Enabling Secure Cookies

The cookie-secure flag tells the Web browser to only send the cookie back over an HTTPS connection.

This ensures that the cookie is transmitted only on a secure channel. HTTPS must be enabled for the URL exposed by the application.

To enable the cookie-secure flag, you must update the weblogic.xml within the xmlpserver.war file (within the xmlpserver.ear) as follows:

1. Locate the xmlpserver.ear file under ORACLE_HOME/bifoundation/jee/

2. Unpack the xmlpserver.ear file.

3. Unpack the xmlpserver.war file.

4. Back up the WEB-INF/weblogic.xml file.

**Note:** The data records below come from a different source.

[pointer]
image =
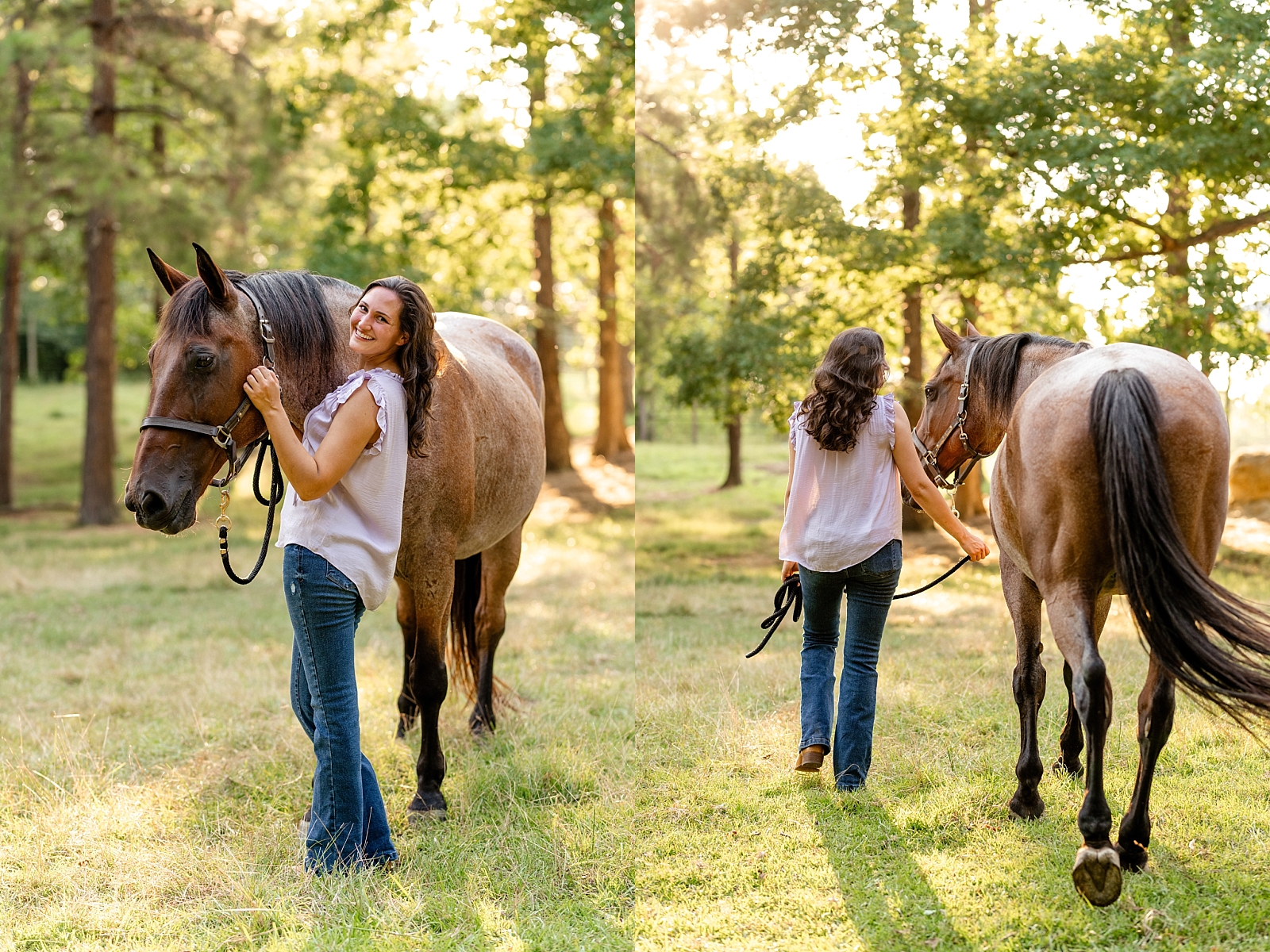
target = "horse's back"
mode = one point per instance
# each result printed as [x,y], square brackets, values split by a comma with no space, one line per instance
[489,347]
[1052,471]
[486,456]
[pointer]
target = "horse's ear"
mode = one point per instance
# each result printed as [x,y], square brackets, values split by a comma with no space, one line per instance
[217,285]
[169,277]
[946,334]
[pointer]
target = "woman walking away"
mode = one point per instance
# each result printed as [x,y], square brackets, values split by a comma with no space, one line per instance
[341,531]
[849,447]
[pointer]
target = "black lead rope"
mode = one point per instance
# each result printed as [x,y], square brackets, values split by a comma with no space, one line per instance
[276,490]
[791,594]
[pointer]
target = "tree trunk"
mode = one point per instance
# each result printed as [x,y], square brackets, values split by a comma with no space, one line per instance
[10,365]
[611,432]
[32,348]
[12,306]
[99,490]
[645,431]
[545,343]
[733,428]
[912,397]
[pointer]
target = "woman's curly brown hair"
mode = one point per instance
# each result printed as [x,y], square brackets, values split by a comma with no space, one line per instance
[417,357]
[844,389]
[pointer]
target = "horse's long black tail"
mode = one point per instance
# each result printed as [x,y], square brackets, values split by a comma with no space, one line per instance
[463,647]
[1179,609]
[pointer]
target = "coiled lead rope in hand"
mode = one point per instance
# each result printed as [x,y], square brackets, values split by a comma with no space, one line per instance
[791,594]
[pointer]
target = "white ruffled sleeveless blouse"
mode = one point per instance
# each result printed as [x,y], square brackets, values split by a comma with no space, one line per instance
[844,507]
[357,524]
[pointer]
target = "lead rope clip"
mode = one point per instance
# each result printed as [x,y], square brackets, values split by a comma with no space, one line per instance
[224,520]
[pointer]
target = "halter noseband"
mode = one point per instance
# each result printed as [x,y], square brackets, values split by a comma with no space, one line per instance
[930,457]
[222,436]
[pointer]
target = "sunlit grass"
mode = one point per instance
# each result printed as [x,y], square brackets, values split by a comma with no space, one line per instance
[152,772]
[741,854]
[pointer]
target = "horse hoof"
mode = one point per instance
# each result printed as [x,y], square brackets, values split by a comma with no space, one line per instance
[1132,857]
[1022,808]
[1071,771]
[1096,875]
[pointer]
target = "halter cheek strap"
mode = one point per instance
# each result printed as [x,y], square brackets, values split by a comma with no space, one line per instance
[222,436]
[930,457]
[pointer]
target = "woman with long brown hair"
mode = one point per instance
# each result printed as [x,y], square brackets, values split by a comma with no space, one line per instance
[341,532]
[849,450]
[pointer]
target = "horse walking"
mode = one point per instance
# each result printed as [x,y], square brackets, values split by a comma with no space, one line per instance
[465,501]
[1111,479]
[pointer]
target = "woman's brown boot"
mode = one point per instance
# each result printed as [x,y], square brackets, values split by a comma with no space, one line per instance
[810,758]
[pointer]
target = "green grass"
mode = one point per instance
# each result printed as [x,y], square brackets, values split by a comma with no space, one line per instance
[639,797]
[152,772]
[737,852]
[48,440]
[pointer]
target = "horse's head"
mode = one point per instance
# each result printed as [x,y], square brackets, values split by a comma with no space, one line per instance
[950,435]
[209,342]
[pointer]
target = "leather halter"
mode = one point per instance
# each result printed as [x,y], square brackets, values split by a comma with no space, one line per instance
[930,457]
[222,436]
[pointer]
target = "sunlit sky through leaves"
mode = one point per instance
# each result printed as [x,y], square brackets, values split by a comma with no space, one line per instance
[446,54]
[833,141]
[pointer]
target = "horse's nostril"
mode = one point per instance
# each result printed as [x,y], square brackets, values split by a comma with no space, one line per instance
[152,505]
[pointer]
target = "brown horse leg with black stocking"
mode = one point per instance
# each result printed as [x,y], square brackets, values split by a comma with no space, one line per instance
[1156,706]
[1029,683]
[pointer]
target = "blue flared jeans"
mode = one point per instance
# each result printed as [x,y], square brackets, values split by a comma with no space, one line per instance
[349,825]
[869,587]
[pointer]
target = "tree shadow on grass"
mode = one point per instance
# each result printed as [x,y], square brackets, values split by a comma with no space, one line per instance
[884,892]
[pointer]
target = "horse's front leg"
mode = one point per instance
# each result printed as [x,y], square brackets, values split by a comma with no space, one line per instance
[1156,706]
[408,710]
[1096,873]
[1029,682]
[429,685]
[498,566]
[1072,740]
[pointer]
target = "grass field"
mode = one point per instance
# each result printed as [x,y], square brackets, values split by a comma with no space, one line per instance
[152,772]
[639,797]
[742,854]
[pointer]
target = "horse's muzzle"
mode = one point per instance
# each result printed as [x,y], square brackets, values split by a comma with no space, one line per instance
[160,511]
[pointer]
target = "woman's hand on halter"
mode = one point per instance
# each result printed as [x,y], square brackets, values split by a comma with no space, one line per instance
[353,428]
[266,395]
[925,493]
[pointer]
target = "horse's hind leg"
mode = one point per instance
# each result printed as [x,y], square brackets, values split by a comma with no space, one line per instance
[498,566]
[408,710]
[429,594]
[1072,740]
[1155,724]
[1096,873]
[1029,683]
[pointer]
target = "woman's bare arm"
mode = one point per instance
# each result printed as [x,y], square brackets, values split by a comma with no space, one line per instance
[925,493]
[789,568]
[353,428]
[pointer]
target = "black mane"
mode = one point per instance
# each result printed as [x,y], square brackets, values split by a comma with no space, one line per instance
[996,363]
[291,300]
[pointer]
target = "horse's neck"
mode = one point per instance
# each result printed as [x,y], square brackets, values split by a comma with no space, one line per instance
[304,386]
[1035,361]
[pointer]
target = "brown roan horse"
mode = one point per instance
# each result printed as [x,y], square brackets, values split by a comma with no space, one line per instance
[1111,479]
[465,501]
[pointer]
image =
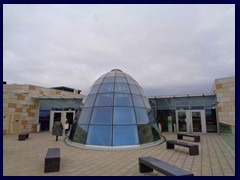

5. Open the WEB-INF/weblogic.xmlfile.

6. Add the following attributes to the <wls:session-descriptor>:

      <wls:cookie-secure>true</wls:cookie-secure>
      <wls:url-rewriting-enabled>false</wls:url-rewriting-enabled>
   

   Example:

   <?xml version = '1.0' encoding = 'US-ASCII'?>
   <wls:weblogic-web-app
   xmlns:wls="http://xmlns.oracle.com/weblogic/weblogic-web-app"
   xmlns:xsi="http://www.w3.org/2001/XMLSchema-instance"
   xsi:schemaLocation="http://java.sun.com/xml/ns/javaee
   http://java.sun.com/xml/ns/javaee/ejb-jar_3_0.xsd
   http://xmlns.oracle.com/weblogic/weblogic-web-app
   http://xmlns.oracle.com/weblogic/weblogic-web-app/1.2/weblogic-web-app.xsd">
     <wls:session-descriptor>
      <wls:cookie-path>/xmlpserver</wls:cookie-path>
      <wls:cookie-secure>true</wls:cookie-secure>
      <wls:url-rewriting-enabled>false</wls:url-rewriting-enabled>
     </wls:session-descriptor>
     <wls:context-root>xmlpserver</wls:context-root>
      <wls:library-ref>
   ... 
   

7. Repack the xmlpserver.war file.

8. Repack the xmlpserver.ear file.

9. Go to your WebLogic Server console and update the bipublisher deployment.